Lehnt sie die Verhandlungen über eine Große Koalition ab, dann enthauptet sie sich selbst. Dann müsste die gesamte Führung zurücktreten, auf jeden Fall Martin Schulz. Dann kämen Neuwahlen, bei den die SPD froh sein könnte, wenn sie noch 18 Prozent erreicht.

Stimmt sie für Koalitionsverhandlungen, verliert sie auch. Dann würde ein tiefer Riss durch die Partei gehen, tausende Mitglieder gingen in die innere Emigration. Zudem hätten die Kritiker erreicht, dass bei den Wählern der Eindruck entstanden ist, die SPD habe schlecht verhandelt, sich über den Tisch ziehen lassen.‘

Beschließt sie Nachbesserungen, wird die nächste Niederlage programmiert. Denn die CDU/CSU wird auf Forderungen wie die Bürgerversicherung nicht eingehen. Dann müsste die SPD einknicken oder es drohten ebenfalls Neuwahlen.

Wie konnte das passieren? Hauptschuldiger ist Martin Schulz, der seine Partei erst auf die Bäume trieb und sie jetzt kaum oder nur zähneknirschend wieder herunterholen kann.
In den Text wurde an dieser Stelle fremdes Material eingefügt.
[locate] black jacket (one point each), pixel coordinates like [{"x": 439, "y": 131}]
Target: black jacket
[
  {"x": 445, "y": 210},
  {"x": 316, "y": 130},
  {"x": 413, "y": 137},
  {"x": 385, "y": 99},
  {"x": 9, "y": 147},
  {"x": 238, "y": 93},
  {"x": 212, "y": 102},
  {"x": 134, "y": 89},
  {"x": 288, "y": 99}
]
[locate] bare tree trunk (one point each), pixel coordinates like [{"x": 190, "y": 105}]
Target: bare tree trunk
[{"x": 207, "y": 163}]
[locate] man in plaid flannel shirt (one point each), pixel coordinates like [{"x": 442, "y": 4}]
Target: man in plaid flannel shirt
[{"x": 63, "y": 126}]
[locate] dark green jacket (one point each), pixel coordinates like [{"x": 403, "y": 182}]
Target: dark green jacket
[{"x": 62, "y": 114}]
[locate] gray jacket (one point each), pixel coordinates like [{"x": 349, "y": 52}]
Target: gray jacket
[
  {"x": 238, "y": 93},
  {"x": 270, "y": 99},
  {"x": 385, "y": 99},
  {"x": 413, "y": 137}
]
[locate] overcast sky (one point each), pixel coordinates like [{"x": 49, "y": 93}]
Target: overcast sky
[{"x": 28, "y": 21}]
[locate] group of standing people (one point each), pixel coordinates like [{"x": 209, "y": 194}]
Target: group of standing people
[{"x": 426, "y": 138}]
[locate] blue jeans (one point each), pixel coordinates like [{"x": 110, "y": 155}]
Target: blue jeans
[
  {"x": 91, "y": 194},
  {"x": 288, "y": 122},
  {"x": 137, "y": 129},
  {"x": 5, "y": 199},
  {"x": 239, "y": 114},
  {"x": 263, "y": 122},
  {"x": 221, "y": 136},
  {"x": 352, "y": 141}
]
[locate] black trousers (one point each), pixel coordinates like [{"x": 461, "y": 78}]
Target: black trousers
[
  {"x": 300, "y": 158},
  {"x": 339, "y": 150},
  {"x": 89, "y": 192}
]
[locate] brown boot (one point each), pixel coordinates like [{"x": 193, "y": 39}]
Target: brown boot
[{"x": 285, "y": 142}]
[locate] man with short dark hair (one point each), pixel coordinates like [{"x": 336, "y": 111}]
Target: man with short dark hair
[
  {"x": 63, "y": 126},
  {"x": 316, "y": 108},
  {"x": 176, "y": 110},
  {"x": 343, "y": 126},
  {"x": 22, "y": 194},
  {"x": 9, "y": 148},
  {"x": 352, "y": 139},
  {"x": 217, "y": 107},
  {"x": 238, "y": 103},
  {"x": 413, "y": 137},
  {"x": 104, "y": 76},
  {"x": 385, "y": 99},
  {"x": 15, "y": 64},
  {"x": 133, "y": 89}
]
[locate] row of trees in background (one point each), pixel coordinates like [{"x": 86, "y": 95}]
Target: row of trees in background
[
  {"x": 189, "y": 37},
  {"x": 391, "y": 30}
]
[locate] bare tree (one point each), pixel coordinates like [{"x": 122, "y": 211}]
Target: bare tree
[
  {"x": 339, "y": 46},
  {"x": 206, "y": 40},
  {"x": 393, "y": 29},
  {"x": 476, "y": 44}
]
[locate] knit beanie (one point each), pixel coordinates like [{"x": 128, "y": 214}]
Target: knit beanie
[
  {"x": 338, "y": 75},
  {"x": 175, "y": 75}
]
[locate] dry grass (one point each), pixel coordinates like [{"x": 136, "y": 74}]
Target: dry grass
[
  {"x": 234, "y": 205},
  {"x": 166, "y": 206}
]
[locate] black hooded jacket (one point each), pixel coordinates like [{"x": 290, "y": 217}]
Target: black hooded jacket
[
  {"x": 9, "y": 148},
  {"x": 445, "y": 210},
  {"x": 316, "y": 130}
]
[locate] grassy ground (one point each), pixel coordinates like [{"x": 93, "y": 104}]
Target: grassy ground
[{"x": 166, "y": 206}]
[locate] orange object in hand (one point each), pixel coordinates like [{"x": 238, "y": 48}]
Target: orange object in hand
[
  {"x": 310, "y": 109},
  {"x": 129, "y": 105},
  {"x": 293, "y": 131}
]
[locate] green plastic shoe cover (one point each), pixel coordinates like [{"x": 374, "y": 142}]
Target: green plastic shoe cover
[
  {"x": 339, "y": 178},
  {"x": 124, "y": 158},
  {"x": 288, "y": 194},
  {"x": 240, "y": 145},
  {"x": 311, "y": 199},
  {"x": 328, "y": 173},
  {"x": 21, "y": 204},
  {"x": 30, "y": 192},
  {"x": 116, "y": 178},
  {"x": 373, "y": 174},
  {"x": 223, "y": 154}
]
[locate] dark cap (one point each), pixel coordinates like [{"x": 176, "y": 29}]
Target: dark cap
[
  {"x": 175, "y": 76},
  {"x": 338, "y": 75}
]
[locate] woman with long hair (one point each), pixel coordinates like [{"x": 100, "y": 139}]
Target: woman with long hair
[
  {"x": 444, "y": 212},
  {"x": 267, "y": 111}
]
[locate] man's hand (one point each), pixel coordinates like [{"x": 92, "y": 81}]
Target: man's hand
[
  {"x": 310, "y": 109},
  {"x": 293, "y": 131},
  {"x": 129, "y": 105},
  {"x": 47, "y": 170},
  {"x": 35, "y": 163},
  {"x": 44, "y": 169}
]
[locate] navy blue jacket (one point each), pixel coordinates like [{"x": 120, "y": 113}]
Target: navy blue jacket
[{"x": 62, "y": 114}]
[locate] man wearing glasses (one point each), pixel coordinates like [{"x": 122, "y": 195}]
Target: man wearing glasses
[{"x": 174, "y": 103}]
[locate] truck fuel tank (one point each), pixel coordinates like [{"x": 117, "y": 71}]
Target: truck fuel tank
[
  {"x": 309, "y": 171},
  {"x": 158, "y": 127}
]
Schuld ist aber nicht nur mangelnde Führung, sondern auch ideologische Verblendung bei einem Teil der SPD und mangelndes Selbstbewusstsein. So wie es die SPD-Führung nicht geschafft hatte, ihre Leistungen in der bisherigen Großen Koalition offensiv zu verkaufen, so scheiterte sie damit, ihre Erfolge bei den Sondierungen herauszustellen.

Deshalb: egal wie es am Sonntag ausgeht, die Lust der SPD am Untergang wird bleiben.